Finding a conclusion that worked "in the context of this book" is a fine line to walk for a comic like Jimmy Olsen, a series that's featured everything from the return of the Jimmy Olsen Official Fan Club, to the aliens from Superman vs. Muhammad Ali, to Batman putting a fake arrow on his head and declaring himself "hilarious." It's a book that's remarkably quick-witted on a panel-by-panel level, but looking back on it in the context of this paradigm-shifting ending it all also seems to make perfect sense on a grand, DC Comics scale. According to Fraction, though he was aware of the fine line the story was attempting to walk, he was also always focused on the emotional core of the book, and its place as a bright spot in an often dark superhero continuity.
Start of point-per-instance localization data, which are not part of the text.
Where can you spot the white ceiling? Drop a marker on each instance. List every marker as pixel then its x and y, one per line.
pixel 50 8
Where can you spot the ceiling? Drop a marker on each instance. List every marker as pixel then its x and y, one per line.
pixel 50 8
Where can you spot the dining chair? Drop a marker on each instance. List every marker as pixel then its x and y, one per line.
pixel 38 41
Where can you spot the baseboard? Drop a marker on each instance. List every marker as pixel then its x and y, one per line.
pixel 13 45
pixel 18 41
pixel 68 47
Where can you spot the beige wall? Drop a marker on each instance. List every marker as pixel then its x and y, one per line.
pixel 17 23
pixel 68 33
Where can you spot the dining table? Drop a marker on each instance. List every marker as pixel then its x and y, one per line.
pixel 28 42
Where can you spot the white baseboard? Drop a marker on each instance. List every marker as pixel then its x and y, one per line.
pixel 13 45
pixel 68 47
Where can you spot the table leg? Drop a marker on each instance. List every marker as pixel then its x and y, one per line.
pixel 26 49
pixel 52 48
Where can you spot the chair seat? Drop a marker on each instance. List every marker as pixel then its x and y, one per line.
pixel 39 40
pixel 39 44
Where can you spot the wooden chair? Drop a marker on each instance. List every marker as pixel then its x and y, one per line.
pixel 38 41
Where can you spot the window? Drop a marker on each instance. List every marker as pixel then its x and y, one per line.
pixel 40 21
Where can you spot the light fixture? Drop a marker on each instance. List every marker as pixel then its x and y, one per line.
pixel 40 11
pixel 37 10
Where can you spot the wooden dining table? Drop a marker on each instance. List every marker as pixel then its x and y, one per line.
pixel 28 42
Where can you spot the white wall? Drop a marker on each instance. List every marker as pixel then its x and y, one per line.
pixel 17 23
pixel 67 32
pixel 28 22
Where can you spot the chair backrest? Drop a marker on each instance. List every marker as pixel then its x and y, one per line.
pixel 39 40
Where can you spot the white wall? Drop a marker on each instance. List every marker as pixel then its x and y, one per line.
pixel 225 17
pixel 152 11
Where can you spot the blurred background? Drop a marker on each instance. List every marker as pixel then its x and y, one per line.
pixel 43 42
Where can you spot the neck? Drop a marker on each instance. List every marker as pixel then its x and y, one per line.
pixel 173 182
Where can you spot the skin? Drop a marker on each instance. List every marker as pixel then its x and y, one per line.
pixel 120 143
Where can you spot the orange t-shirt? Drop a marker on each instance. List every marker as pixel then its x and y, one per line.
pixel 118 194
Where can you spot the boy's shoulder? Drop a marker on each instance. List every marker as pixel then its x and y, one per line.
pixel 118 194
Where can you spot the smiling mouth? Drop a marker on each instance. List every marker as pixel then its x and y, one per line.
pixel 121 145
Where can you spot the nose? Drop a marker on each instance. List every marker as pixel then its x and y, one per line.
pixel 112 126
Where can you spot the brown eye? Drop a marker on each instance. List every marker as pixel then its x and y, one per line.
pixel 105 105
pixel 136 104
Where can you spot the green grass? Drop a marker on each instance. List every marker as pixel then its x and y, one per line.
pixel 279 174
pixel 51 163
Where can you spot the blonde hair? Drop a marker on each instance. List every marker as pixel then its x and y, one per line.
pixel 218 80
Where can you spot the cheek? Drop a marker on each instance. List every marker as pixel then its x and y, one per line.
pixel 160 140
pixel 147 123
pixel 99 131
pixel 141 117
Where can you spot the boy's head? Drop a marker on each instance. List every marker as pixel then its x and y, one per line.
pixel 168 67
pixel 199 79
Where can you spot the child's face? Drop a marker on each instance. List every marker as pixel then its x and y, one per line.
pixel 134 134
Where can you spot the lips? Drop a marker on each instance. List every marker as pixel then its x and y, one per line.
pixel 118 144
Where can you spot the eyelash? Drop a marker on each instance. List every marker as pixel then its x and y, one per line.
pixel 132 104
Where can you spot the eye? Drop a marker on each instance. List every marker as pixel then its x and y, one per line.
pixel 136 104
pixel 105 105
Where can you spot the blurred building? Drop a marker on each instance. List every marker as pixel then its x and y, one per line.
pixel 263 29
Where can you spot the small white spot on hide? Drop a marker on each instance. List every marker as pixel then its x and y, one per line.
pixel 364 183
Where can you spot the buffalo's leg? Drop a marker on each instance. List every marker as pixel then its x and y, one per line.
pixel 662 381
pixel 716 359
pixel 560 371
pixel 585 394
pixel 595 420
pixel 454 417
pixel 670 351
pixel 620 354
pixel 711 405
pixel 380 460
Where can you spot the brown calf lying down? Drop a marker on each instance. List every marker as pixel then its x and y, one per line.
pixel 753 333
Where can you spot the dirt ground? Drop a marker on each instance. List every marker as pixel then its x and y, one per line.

"For me, the jokes are the smoke bombs that let you do the real storytelling. You can distract. It’s the spoonful of sugar, as it were. I also don’t think the jokes work unless there’s an underpinning, unless there’s something serious to it," he says. "There has got to be some kind of gravity — and not enormity, but gravity. So, yeah, it’s hard to be funny, and I think comic book funny is rarely funny. It’s comic book funny, which is a very qualified kind of funny. Just as a storyteller, the challenge for me was like, 'If it ever just feels like I’m doing jokes, then I’ve screwed up,' right? It’s the story of a friendship. It’s the story about a guy who wants to literally be anyone else but himself. All of that is what compelled me to do it in the first place. That was the Christmas tree; the jokes are kind of the ornaments. And the thing about the jokes is they're kind of not really jokes. There’s precedent for almost everything in the book, you know? And I think the DC Universe is in a very dark, very grim, very horror movie kind of place of blood and thunder right now, and there was nothing like that really around, you know? So it felt like, if nothing else, this is a dollop of crunchy amongst a lot of chewy, or something. It just felt like this is a contrapuntally placed thing to the rest of where the universe is. So, that was fun, and that gave it a kind of energy that I don't think we would have had, had this book happened at a different time."

Jimmy Olsen 12 last page

So, with that approach to jokes that also managed to hold weight in the wider DC Universe, Superman's Pal Jimmy Olsen has come to a close, and it's done so with story elements in place that various creators could pick up and run with at any time. We still don't know what the wider story might be beyond this reveal, but for the moment, Fraction and Lieber have taken a step back from the Superman family. But does that mean they're done for good?

"If Matt’s writing it, absolutely," Lieber says, when asked if he'd come back for more Jimmy Olsen. "I wouldn’t want to just revisit a character because I have drawn the character before. There would have to be another story worth telling."

For Fraction, though, Superman's Pal Jimmy Olsen is better off as a 12-issue mic drop for now.

"I would rather do something new with Steve," Fraction says. "Yeah, I don't think so. This feels like a pretty complete thought. And never say never, you know? But let’s find somewhere else to go. Let’s find something else to say about something else."